Para tareas de escritura, ofrece una referencia de voz. Puedes pegar un párrafo corto y pedir que la IA imite su claridad, no sus frases. También puedes describir el tono con palabras simples: directo, cercano, formal, práctico, tranquilo, crítico o breve. Evita acumular demasiados adjetivos. “Profesional y amable” se entiende mejor que “inteligente, viral, premium, emocional, simple, elegante y potente.”
Para investigación, separa organización de conclusión. Primero pide que la IA ordene el material que le diste. Después pide que señale huecos, preguntas abiertas y supuestos. Solo entonces solicita un borrador final. Este proceso te da más control. También facilita detectar errores, porque el modelo debe mostrar cómo organiza la información antes de escribir con seguridad.
Para planificación, pide opciones con criterios. Un prompt útil puede decir: “Dame tres opciones, cada una con esfuerzo, riesgo, beneficio y cuándo elegirla.” Es mejor que preguntar “¿Qué debo hacer?” La IA puede ayudarte a mapear posibilidades, pero la decisión depende de tus prioridades, recursos y restricciones reales.
Los prompts reutilizables funcionan bien como plantillas. Usa espacios como [audiencia], [objetivo], [texto base], [formato] y [restricciones]. Guarda las versiones que sí funcionan. Con el tiempo puedes construir una pequeña biblioteca para resúmenes, esquemas, correos, traducciones, revisiones, ideas y planificación semanal. Diez prompts probados valen más que cien prompts llamativos que nunca usas.

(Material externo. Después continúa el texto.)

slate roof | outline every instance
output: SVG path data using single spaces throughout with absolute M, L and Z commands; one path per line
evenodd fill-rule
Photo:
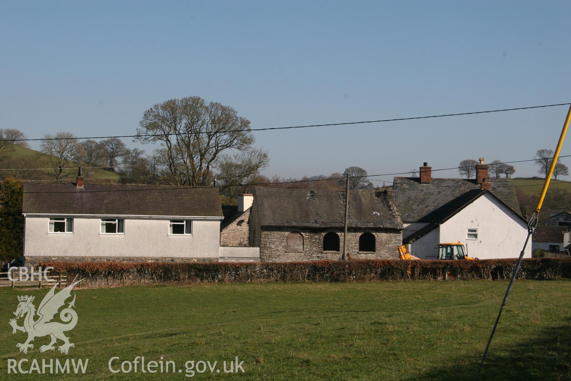
M 342 227 L 345 192 L 256 188 L 254 202 L 260 226 Z M 402 229 L 392 191 L 349 192 L 348 226 Z
M 510 180 L 490 182 L 492 193 L 521 216 L 513 183 Z M 430 184 L 421 184 L 418 178 L 395 177 L 393 189 L 403 221 L 436 223 L 481 191 L 476 180 L 465 179 L 433 178 Z
M 24 184 L 25 214 L 222 217 L 218 191 L 152 185 Z
M 224 214 L 224 219 L 220 222 L 220 231 L 222 231 L 224 228 L 226 227 L 239 218 L 240 216 L 246 213 L 249 210 L 250 208 L 248 208 L 243 212 L 239 212 L 238 205 L 223 205 L 222 213 Z
M 562 242 L 563 232 L 566 228 L 562 226 L 538 226 L 532 240 L 534 242 Z
M 503 201 L 498 198 L 497 196 L 496 196 L 493 193 L 490 192 L 489 190 L 487 189 L 485 189 L 484 190 L 480 190 L 478 189 L 472 189 L 471 190 L 466 192 L 463 195 L 458 196 L 457 198 L 455 199 L 452 202 L 448 203 L 448 204 L 447 204 L 447 206 L 446 207 L 443 207 L 442 208 L 441 208 L 440 211 L 439 212 L 439 214 L 440 215 L 440 219 L 438 220 L 435 220 L 433 222 L 431 222 L 428 224 L 426 226 L 424 226 L 422 228 L 420 229 L 417 231 L 415 231 L 412 234 L 411 234 L 410 235 L 409 235 L 406 238 L 403 240 L 403 243 L 410 243 L 411 242 L 413 242 L 414 241 L 416 240 L 420 237 L 424 235 L 426 235 L 427 234 L 431 232 L 432 230 L 438 227 L 440 224 L 444 223 L 447 220 L 451 218 L 453 216 L 456 214 L 456 213 L 458 213 L 461 210 L 466 207 L 468 204 L 471 204 L 472 202 L 475 201 L 481 196 L 482 196 L 483 195 L 486 193 L 489 193 L 493 197 L 495 197 L 496 199 L 497 199 L 500 201 L 500 202 L 504 204 L 508 208 L 511 208 L 508 205 L 506 205 L 505 203 L 504 203 Z M 519 214 L 518 214 L 517 215 L 521 219 L 524 220 L 524 221 L 525 220 L 524 219 L 524 218 L 522 217 Z

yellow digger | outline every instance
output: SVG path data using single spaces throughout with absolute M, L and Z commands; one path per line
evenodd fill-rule
M 407 250 L 405 246 L 399 246 L 399 253 L 401 259 L 420 259 L 412 253 Z M 478 258 L 468 256 L 464 250 L 464 244 L 461 242 L 447 242 L 438 244 L 438 259 L 465 259 L 473 260 Z

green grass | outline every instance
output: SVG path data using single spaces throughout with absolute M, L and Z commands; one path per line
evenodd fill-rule
M 89 359 L 74 379 L 183 380 L 181 374 L 112 374 L 108 359 L 244 362 L 245 374 L 199 379 L 471 380 L 507 286 L 504 281 L 247 283 L 77 291 L 69 355 L 27 355 L 12 334 L 16 296 L 0 290 L 0 375 L 7 359 Z M 569 379 L 571 282 L 518 280 L 482 379 Z M 3 379 L 63 380 L 60 375 Z
M 541 194 L 543 189 L 543 183 L 545 179 L 536 178 L 529 179 L 510 179 L 513 181 L 513 185 L 517 187 L 518 191 L 530 195 L 537 196 Z M 561 180 L 552 180 L 549 182 L 549 189 L 560 189 L 571 192 L 571 183 Z
M 41 166 L 42 168 L 47 168 L 50 166 L 47 163 L 47 158 L 48 156 L 45 154 L 42 153 L 38 151 L 34 151 L 29 148 L 26 148 L 25 147 L 21 147 L 20 146 L 13 146 L 14 150 L 7 153 L 7 156 L 13 158 L 29 158 L 30 159 L 39 158 L 38 162 L 41 163 Z M 79 164 L 77 162 L 71 162 L 67 166 L 69 167 L 77 167 Z M 119 174 L 115 173 L 115 172 L 111 172 L 111 171 L 106 171 L 105 170 L 100 169 L 99 168 L 96 169 L 89 169 L 86 170 L 89 171 L 89 174 L 87 172 L 84 173 L 84 176 L 85 177 L 89 177 L 90 178 L 111 178 L 111 180 L 119 179 Z M 42 172 L 45 173 L 46 174 L 49 174 L 51 173 L 50 170 L 46 170 Z M 75 177 L 77 175 L 77 173 L 74 171 L 70 171 L 70 173 L 67 174 L 66 177 L 70 179 L 75 179 Z

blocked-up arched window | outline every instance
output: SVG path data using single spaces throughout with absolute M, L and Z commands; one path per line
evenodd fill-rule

Iterar es normal. La primera respuesta casi nunca es la definitiva. En lugar de empezar de cero, pide mejoras concretas: “Hazlo más específico”, “Elimina repetición”, “Añade ejemplos para principiantes”, “Reescribe con un tono más calmado” o “Convierte esto en una checklist.” Piensa en el prompting como edición. Vas moldeando la salida mediante retroalimentación.
Un patrón sencillo es: “Ayúdame con [tarea]. La audiencia es [audiencia]. Usa este contexto: [contexto]. Entrega el resultado en [formato]. Respeta estas restricciones: [restricciones]. Antes de finalizar, revisa si hay supuestos, afirmaciones vagas o detalles sin apoyo.” Este patrón funciona porque define rol, dirección, material, forma y criterio de revisión.
El mejor prompt no es necesariamente el más largo. Es el más claro. Ayuda a la herramienta a producir un borrador útil, pero mantiene la responsabilidad en la persona que la usa. Tú sigues revisando hechos, ajustando tono, eligiendo prioridades y tomando decisiones finales. Cuando los prompts son más claros, la IA deja de parecer una apuesta y se convierte en una herramienta de trabajo más predecible.
Conviene guardar también las respuestas malas. Un resultado flojo suele mostrar qué parte del prompt estaba incompleta. Tal vez faltaba audiencia. Tal vez el formato era demasiado abierto. Tal vez no había límites sobre fuentes, extensión o tono. En lugar de desechar todo, añade una mejora concreta: “usa ejemplos”, “no inventes datos” o “escribe para principiantes”.
En equipos, los prompts deben ser legibles para otras personas. Evita instrucciones llenas de abreviaturas internas. Explica objetivo, material de entrada, salida esperada y criterio de revisión. Si el prompt produce contenido público, incluye una revisión humana antes de publicar. Así el prompting deja de ser improvisación individual y se convierte en un proceso compartido.
También ayuda separar prompts por función. Un prompt para generar ideas no debería revisar, formatear y decidir todo al mismo tiempo. Un prompt para revisión debe centrarse en claridad, riesgos y consistencia. Varios pasos pequeños suelen producir resultados más estables que una instrucción enorme.